The new program, named the Concur Service Provider Program (CSPP), was launched during the Microsoft Australian Partner Conference on the Gold Coast in early September. It introduces a new model, with partners categorised into three tiers: diamond, platinum, and registered.
According to Concur business development director, Murray Warner, each tier will offer partners different levels of revenue share and marketing spend, depending on the amount of potential business each partner can bring to the table.
“Some of our partners on the existing plan, based on their performance, will automatically be pulled across into a diamond status, while others will come in at the other levels, where we will then try to elevate them to upper tiers,” Warner told ARN.
The launch of the new partner program is part of the company’s ongoing push to expand its presence in the SMB market, locally and further afield.

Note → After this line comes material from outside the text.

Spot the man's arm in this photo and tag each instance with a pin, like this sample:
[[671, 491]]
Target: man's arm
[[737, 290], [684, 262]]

While Concur has been going after the smaller end of the market for some time, it has its roots at the big end of town.
Now, with the new partner program up and running, the expense and travel management company hopes to engage further with what it considers to be a largely untapped market.
“In Australia, we think there are about 60,000 SMB customers with less than 1000 employees, of which we think we’ve maybe tapped one per cent,” Warner said. “Most of those are still entirely manual, and every single one of those customers can use a system like ours. So, we think we’ve got a huge market to play in.
“Really it’s a play primarily into the SMB space for us that will allow us to really scale out across Australia,” he said.
The new program means a broadening of the type of partners Concur wants to play with, as it partners up with cloud service providers and other organisations that occupy a very different space in the market to its traditional palette of enterprise resource planning (ERP) providers.
In this goal, the company has partnered with the likes of Uber and Ingogo, among others. These partnerships, and others like it, have been made possible by the work Concur has been putting into building open application programming interfaces (APIs) that let it connect to a ranger of other systems. Of particular interest is its integration with Microsoft.
“With the launch of this new program, what we’re really trying to do is get a much greater scale and expand more into the Microsoft world, in particular, and being able to tap into providers such as those selling things like Office 365,” Warner said.
For local partners, the overhauled program is aimed at broadening the range of businesses Concur works with in the local market, and how its relationships are managed with local providers.
“What we’re doing is rebranding the program and refocusing who we’re targeting with it. And we’re changing some of the economics on it, to be able to increase what we pay in the first year, from a partnership perspective, but also break into new types of partners, particularly new cloud services, outside of just ERP,” Warner said.
Given that Concur has already tapped much of the larger enterprise market in Australia, the new program and the strategy driving are likely to continue to push the company’s local SMB business which, according to Warner, is already beginning to outpace its large enterprise business.
“Now, year-on-year, we’re generating more new revenue from the SMB side than we are from up above it,” Warner said.
“Going into this next year I don’t expect we’ll be hiring any more sales people in the large market enterprise segment, but we’ll probably grow by a third again down in SMB.”